Negative Energy Densities in Extended Sources Generating Closed Timelike Curves in General Relativity with and without Torsion
Harald H. Soleng

TL;DR
This paper investigates the conditions under which closed timelike curves appear near spinning sources in (2+1) and (3+1)-dimensional gravity, highlighting the role of energy densities, spin, and torsion.
Contribution
It demonstrates that in models with torsion, closed timelike curves only occur at unphysically high spin densities, and without torsion, they relate to unphysical heat flows, supporting their unphysical nature.
Findings
Closed timelike curves require unphysical spin densities with torsion.
Without torsion, CTCs are linked to unphysical heat flows.

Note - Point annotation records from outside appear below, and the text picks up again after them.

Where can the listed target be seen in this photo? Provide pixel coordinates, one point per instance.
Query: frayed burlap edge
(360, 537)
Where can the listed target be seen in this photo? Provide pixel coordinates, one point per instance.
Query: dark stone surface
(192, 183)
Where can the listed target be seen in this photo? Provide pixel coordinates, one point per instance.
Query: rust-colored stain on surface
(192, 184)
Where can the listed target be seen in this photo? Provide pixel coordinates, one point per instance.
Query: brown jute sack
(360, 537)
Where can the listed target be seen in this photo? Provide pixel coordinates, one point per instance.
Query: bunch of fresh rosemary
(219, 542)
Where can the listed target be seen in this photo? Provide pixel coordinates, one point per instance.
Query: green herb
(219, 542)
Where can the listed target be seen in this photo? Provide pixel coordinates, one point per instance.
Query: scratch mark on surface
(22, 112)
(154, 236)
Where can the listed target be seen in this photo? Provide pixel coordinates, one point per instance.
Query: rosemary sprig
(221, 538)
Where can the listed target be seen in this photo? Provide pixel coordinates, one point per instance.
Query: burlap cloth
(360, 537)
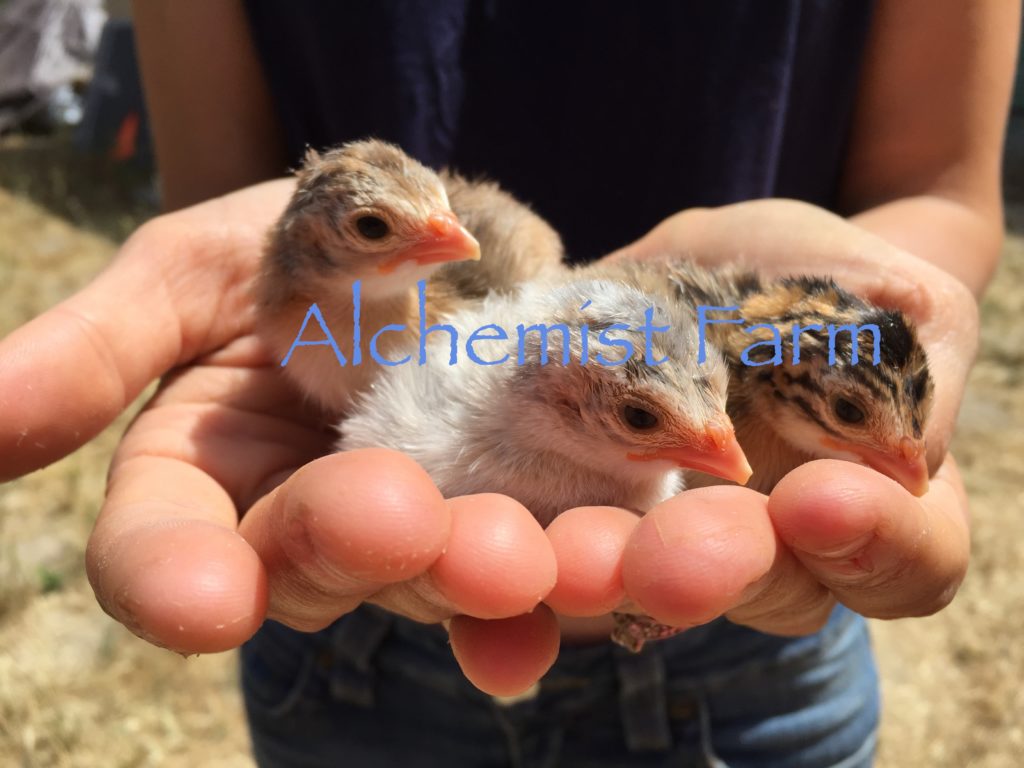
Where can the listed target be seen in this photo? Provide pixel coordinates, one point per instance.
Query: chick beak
(717, 453)
(905, 464)
(442, 239)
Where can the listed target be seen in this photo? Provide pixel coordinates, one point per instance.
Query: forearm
(212, 118)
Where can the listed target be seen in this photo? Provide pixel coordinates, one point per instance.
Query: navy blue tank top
(606, 117)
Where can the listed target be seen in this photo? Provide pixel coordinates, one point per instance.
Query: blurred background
(77, 689)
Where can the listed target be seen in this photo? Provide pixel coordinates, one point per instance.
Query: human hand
(830, 530)
(224, 438)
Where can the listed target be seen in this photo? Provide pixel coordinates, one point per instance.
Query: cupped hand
(830, 530)
(223, 506)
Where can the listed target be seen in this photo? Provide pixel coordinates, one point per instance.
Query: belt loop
(642, 698)
(354, 642)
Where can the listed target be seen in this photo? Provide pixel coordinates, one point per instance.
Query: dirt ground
(77, 689)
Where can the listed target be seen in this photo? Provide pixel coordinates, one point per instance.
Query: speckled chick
(568, 431)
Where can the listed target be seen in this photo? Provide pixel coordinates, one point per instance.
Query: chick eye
(847, 412)
(638, 418)
(372, 227)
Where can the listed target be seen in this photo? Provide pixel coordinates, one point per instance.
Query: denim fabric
(377, 690)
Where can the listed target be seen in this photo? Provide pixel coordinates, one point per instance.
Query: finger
(692, 557)
(589, 543)
(506, 656)
(497, 563)
(340, 528)
(178, 288)
(166, 561)
(881, 551)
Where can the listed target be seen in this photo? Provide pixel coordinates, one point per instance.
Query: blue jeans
(374, 689)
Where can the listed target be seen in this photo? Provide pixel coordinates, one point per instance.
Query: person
(224, 510)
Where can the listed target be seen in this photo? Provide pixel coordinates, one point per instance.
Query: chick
(367, 212)
(363, 212)
(816, 408)
(554, 424)
(516, 244)
(788, 414)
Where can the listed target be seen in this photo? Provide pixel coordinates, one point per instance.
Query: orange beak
(718, 454)
(443, 239)
(906, 464)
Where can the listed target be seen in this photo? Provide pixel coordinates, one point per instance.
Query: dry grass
(77, 689)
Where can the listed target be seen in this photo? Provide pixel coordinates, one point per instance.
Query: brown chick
(791, 413)
(365, 224)
(366, 213)
(516, 244)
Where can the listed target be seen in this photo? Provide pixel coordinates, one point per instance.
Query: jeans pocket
(278, 667)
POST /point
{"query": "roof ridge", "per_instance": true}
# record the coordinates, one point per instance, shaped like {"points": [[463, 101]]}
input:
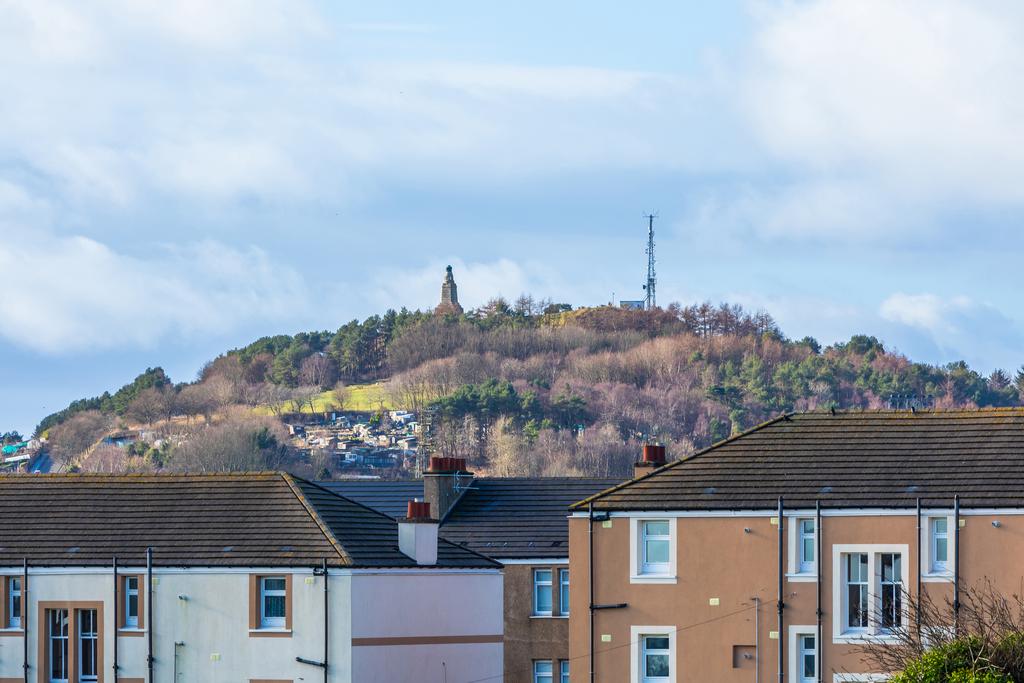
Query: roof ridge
{"points": [[142, 475], [677, 463], [392, 519], [290, 479]]}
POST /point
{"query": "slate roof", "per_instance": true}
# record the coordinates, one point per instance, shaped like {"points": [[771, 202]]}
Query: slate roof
{"points": [[387, 497], [506, 518], [241, 519], [850, 459]]}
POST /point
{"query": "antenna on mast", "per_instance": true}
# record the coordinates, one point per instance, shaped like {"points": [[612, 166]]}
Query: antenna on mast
{"points": [[650, 301]]}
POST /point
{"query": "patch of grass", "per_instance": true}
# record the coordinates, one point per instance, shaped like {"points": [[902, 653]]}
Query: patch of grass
{"points": [[358, 397]]}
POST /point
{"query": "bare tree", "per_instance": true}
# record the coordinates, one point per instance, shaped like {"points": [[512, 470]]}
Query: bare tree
{"points": [[75, 436], [235, 444]]}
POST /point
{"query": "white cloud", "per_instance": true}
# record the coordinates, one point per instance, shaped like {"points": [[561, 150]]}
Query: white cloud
{"points": [[884, 115], [957, 328], [62, 295]]}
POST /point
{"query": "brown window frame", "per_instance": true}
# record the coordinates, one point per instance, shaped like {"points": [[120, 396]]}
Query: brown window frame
{"points": [[255, 630], [123, 629], [43, 664]]}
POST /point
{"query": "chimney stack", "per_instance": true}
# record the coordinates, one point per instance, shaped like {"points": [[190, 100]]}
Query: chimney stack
{"points": [[439, 483], [653, 457], [418, 534]]}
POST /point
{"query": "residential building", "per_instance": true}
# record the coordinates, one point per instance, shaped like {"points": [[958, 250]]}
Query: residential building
{"points": [[521, 522], [779, 553], [227, 578]]}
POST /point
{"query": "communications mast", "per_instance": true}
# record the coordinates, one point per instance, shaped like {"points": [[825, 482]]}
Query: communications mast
{"points": [[650, 301]]}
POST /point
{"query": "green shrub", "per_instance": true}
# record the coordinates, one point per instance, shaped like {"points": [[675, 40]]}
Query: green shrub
{"points": [[955, 662]]}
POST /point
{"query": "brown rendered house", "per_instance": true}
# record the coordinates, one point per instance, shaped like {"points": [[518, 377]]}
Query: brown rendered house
{"points": [[686, 573], [520, 522]]}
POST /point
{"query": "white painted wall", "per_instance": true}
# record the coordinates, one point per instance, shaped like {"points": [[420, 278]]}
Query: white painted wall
{"points": [[439, 605], [213, 625]]}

Physical sources do not produce closed timelike curves.
Abstract
Near a spinning point particle in (2+1)-dimensional gravity (or near an infinitely thin, straight, spinning string in 3+1 dimensions) there is a region of space-time with closed timelike curves. Exact solutions for extended sources with apparently physically acceptable energy-momentum tensors, have produced the same exterior space-time structure. Here it is pointed out that in the case with torsion, closed timelike curves appear only for spin densities so high that the spin energy density is higher than the net effective energy density. In models without torsion, the presence of closed time-like curves is related to a heat flow of unphysical magnitude. This corroborates earlier arguments against the possibility of closed timelike curves in space-time geometries generated by physical sources.